A XP Investimentos cancelou seu registro na CVM e agora é companhia fechada. Veja os bastidores da reestruturação e o impacto para investidores. O movimento faz parte de uma reestruturação iniciada em 2025. Entenda os bastidores do controle da holding e o que muda para os clientes da corretora. A XP Investimentos S.A. (CNPJ 16.838.421/0001-26) deixou oficialmente de ser uma companhia aberta no Brasil. A Comissão de Valores Mobiliários (CVM) deferiu o cancelamento do seu registro de emissora de valores mobiliários na Categoria "B". A confirmação foi enviada ao mercado na noite de quinta-feira. De acordo com o documento oficial recebido pelo sistema RAD da autarquia em 19/03/2026 às 19:28:11 (referência 03/2026), a companhia passa a operar de forma fechada. A íntegra do Fato Relevante pode ser consultada diretamente no portal da CVM.

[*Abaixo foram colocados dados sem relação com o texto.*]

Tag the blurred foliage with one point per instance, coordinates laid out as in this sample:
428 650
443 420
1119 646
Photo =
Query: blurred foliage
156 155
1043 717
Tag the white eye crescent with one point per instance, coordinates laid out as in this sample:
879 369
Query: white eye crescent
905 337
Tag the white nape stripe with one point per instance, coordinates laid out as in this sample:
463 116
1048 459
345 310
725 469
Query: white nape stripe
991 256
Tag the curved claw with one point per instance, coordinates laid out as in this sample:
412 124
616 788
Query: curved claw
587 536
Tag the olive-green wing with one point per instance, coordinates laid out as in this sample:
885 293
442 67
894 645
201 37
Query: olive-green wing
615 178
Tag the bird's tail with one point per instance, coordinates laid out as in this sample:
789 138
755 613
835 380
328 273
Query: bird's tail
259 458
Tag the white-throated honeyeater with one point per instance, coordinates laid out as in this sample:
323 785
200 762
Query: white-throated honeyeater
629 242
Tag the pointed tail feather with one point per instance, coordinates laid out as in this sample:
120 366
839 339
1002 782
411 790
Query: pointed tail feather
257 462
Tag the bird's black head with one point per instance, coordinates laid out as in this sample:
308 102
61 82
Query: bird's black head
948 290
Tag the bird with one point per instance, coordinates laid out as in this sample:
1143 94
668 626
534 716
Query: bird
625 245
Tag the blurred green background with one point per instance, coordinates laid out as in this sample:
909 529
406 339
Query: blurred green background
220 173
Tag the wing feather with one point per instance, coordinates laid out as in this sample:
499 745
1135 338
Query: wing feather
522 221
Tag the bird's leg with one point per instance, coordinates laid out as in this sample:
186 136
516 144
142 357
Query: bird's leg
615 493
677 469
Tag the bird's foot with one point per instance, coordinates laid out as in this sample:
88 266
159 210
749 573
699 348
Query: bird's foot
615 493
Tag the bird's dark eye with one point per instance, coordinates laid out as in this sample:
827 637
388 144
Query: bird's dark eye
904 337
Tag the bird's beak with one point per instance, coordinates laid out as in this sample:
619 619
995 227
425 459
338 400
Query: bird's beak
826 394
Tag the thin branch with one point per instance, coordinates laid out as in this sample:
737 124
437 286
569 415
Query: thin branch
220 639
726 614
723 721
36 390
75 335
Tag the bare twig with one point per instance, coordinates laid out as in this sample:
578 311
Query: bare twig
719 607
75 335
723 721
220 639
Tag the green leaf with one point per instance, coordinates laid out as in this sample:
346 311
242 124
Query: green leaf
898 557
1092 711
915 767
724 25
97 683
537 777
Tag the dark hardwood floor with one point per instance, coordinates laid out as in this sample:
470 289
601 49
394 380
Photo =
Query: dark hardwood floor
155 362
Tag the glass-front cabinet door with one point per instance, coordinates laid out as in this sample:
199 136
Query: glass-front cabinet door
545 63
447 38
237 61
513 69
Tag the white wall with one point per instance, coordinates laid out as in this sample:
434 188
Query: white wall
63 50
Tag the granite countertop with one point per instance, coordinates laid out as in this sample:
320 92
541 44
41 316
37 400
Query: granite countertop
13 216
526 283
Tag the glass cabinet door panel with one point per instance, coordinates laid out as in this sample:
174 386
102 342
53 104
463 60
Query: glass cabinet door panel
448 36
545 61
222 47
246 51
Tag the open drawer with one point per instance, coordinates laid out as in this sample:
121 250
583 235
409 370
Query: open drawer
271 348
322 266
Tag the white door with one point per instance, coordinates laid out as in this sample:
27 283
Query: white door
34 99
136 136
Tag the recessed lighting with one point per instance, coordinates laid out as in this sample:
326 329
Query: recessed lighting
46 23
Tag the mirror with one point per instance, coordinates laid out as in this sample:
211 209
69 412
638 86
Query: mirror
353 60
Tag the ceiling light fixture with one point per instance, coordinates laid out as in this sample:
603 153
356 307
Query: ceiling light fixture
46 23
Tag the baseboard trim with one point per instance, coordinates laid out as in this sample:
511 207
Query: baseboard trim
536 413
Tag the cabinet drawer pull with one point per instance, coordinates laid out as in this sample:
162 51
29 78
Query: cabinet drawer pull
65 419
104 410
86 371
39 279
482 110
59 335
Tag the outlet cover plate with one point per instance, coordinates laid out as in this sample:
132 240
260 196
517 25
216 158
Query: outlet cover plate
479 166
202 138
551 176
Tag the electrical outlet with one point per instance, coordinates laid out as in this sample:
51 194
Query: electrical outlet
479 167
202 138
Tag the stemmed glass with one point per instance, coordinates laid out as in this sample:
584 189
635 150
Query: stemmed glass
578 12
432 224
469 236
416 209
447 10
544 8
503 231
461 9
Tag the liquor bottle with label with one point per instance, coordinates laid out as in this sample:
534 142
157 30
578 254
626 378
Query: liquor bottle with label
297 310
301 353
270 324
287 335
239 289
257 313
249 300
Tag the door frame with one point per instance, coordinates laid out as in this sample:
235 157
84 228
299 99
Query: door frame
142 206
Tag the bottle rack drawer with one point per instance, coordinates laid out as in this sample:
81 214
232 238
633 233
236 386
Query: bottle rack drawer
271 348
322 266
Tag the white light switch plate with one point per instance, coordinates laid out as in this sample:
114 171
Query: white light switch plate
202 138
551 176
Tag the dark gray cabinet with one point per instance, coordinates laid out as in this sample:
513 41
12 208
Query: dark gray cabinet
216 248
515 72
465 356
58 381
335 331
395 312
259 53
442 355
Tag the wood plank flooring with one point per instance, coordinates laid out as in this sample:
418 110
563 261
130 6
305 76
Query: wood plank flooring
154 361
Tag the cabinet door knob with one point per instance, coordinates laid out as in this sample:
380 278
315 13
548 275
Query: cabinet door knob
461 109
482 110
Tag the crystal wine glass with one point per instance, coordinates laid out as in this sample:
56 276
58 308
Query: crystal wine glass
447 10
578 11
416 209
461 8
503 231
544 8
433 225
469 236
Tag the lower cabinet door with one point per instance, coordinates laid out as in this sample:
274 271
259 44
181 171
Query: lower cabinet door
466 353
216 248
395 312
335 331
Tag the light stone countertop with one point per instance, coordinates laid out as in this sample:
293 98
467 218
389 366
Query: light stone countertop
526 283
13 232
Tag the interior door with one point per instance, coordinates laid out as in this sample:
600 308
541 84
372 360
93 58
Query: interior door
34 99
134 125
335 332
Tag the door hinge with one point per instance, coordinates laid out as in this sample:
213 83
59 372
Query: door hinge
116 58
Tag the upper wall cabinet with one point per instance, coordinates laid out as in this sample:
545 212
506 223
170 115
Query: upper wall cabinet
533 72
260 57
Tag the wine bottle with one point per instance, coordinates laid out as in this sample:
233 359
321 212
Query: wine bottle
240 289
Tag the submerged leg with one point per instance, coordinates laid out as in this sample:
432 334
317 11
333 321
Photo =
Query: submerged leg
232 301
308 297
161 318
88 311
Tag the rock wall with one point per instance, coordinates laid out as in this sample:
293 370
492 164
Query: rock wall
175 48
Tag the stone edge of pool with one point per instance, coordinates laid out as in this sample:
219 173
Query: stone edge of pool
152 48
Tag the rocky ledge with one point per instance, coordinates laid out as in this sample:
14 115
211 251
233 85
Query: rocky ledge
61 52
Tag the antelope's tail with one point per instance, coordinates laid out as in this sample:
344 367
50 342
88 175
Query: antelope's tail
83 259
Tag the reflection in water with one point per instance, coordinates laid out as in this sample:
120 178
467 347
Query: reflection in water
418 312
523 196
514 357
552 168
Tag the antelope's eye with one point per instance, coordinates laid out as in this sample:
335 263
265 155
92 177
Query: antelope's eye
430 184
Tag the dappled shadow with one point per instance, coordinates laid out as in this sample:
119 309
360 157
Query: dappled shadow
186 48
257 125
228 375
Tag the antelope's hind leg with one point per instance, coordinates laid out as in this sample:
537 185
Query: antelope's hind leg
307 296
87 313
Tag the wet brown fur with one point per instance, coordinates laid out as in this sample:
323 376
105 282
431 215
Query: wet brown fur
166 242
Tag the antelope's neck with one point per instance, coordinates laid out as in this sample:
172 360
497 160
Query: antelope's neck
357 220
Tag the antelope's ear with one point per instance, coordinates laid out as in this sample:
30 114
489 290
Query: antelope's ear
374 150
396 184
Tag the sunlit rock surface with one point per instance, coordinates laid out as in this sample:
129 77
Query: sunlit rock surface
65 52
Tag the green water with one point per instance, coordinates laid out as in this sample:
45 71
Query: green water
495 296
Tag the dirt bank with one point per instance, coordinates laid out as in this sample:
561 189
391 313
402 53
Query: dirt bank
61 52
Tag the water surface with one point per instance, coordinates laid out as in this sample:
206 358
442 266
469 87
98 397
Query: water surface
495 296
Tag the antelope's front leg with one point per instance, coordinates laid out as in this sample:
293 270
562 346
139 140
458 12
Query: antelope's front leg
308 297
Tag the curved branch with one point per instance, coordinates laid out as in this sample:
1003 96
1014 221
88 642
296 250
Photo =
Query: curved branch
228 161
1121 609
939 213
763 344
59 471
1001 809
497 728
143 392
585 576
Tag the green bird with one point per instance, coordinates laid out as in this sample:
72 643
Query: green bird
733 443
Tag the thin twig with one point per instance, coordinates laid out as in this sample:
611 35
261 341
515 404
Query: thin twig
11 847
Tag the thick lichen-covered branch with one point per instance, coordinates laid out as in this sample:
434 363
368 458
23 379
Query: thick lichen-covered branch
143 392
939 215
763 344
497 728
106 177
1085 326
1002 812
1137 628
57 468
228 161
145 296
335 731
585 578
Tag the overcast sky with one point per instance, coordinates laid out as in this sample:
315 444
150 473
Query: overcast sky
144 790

Decisão planejada e redução de custos
A mudança não acontece da noite para o dia. A decisão de fechar o capital dessa entidade específica já havia sido aprovada em uma Assembleia Geral Extraordinária (AGE) realizada em fevereiro de 2025. Como a XP Investimentos S.A. é uma subsidiária integral 100% detida pelo Banco XP, que por sua vez pertence à holding XP Inc., a manutenção do registro na CVM havia se tornado um peso burocrático e financeiro desnecessário. Com a saída, a empresa elimina custos pesados com auditorias exclusivas de companhias abertas e a obrigatoriedade de publicar relatórios frequentes, como ITRs e Fatos Relevantes de rotina.
Reestruturação no comando (ControlCo)
O fechamento de capital da subsidiária no Brasil ocorre no mesmo ecossistema de uma profunda reorganização na estrutura de controle da companhia mãe, anunciada no mês passado. Thiago Maffra e José Berenguer, executivos seniores desde 2020, passaram a deter participações com direito a voto na XP Control LLC (ControlCo), a entidade controladora da XP Inc. Eles se juntam a Guilherme Benchimol (que segue como principal sócio), Fabrício Cunha de Almeida e Guilherme Sant’Anna. Em contrapartida, Bruno Constantino, Bernardo Botelho e Gabriel Klas deixaram de ser sócios votantes da ControlCo, embora continuem como membros do Conselho de Administração da XP. A ControlCo adquiriu os direitos de voto do trio, mantendo ao menos 69% do poder de decisão e garantindo a sustentabilidade e estabilidade da governança a longo prazo, mesmo com sua participação em ações Classe A reduzida para 18%.
Qual o impacto para o investidor?
Para o cliente pessoa física, institucional e para o mercado acionário, o impacto operacional é nulo.
- Plataforma e Corretora: Os serviços, contas e investimentos geridos pela corretora continuam operando normalmente.
- Ações e BDRs: O fechamento de capital da subsidiária local não afeta as negociações dos BDRs da companhia na B3 (XPBR31), tampouco as ações da holding (XP Inc.) negociadas na Nasdaq, em Nova York.
- Credores: Títulos de dívida já emitidos seguem válidos, respeitando os prazos e taxas dos contratos originais.
Trata-se de uma manobra estratégica de eficiência corporativa, consolidando a governança de um dos maiores players do mercado financeiro nacional.